Dans les deux cas, l’autoréférentialité est une réification : elle rompt la problématicité et elle transforme la question (« Pourquoi cette forme plutôt qu’une autre? »), en uns stratégie d’appropriation et de pouvoir (« Comment puis-je hériter d’un art déjà constitué? »), de sorte que l’artiste en tant que subjectivité devient le seul objet persistant. L’autoposition de l’art ou d’Internet n’est-elle pas une manière de se soustraire au non-art qui hante l’émergence de nouvelles formes? Quand on fait référence à tel ou tel artiste ou à tel ou tel service Web, n’a-t-on pas réglé d’avance ce qui justement devrait poser problème ? Ne donne-t-on pas un signe artistique à son travail, alors même que ce dernier devrait faire vaciller ce que nous entendons par le mot « art » ? L’autoréférentialité réificatoire (qu’il faut nettement distinguer de celle moderne) effectue un retournement entre la définition et l’extension. En art, l’extension (l’oeuvre particulière) fait trembler la définition (le concept « art »), et c’est pourquoi cette définition est un devenir, non une norme, car alors l’art n’est pas un processus de création mais une institutionnalisation. Avec l’autoréférentialité actuelle, la définition précède l’extension et la soumet de part en part. L’émergence d’une forme ne s’effectue qu’à la marge de cette soumission.

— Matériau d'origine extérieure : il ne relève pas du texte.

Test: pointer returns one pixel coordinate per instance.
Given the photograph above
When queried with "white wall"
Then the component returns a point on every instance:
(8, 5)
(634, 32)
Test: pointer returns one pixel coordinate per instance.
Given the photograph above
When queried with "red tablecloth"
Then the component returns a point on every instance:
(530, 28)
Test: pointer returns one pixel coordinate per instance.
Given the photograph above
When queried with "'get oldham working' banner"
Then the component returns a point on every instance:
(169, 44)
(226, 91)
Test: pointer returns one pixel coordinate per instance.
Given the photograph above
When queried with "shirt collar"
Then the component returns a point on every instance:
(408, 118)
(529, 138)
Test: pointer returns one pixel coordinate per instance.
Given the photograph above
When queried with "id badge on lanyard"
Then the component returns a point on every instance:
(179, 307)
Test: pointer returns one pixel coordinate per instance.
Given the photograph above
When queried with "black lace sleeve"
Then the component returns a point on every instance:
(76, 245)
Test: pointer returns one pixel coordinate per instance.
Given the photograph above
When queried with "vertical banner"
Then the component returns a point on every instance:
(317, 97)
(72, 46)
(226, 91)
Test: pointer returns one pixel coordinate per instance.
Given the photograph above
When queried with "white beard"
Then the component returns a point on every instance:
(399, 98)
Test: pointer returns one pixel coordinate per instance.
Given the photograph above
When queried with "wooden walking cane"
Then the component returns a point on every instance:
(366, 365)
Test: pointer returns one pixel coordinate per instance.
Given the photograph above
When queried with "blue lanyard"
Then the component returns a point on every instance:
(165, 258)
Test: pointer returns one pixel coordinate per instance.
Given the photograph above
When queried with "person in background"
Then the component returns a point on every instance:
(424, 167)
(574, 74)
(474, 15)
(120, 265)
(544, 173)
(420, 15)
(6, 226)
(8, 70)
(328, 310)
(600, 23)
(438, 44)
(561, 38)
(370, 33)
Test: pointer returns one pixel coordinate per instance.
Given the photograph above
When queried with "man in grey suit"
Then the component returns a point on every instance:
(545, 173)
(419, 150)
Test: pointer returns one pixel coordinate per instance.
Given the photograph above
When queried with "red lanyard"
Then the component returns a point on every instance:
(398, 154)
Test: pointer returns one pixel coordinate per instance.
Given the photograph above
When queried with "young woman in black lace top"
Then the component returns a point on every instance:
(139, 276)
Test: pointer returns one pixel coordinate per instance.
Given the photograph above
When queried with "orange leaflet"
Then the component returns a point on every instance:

Ce mode d’autoréférence doit être, me semble-t-il, rattaché à la scolarisation de l’art. Les écoles constituent un réseau de plus en plus étroit avec les institutions, mettant donc en contact deux modes relationnels entre extension et définition différents. L’objectif des écoles est de soumettre les processus de création à l’antériorité de la définition sur l’extension afin de permettre aux étudiants d’entrer dans le milieu de l’art. Les étudiants comprennent rapidement que « faire de l’art » c’est en fin de compte « faire art », c’est-à-dire non pas faire apparaître une nouvelle forme inouie, mais faire une forme qui corresponde au jeu de la définition. C’est sans doute pourquoi ces formes de création, quelque soit l’âge des artistes, sont forcément scolaires. Elles provoquent un sentiment de déjà-vu, qui n’est pas le signe d’une prise en compte critique d’un contexte globalisé, mais la simple redite d’une facture, d’une manière de faire, d’un style, alors que ceux-ellesont été vidées de leur intensité, c’est-à-dire du tremblement qu’elles avaient provoquées en leur temps.

Loin de vouloir opposer un art maniériste et un art créateur, un art académique et un art moderne, loin de réitérer naivement des oppositions déjà connues et simplistes, il faut envisager cela comme des polarités entre lesquelles nous naviguons les uns et les autres.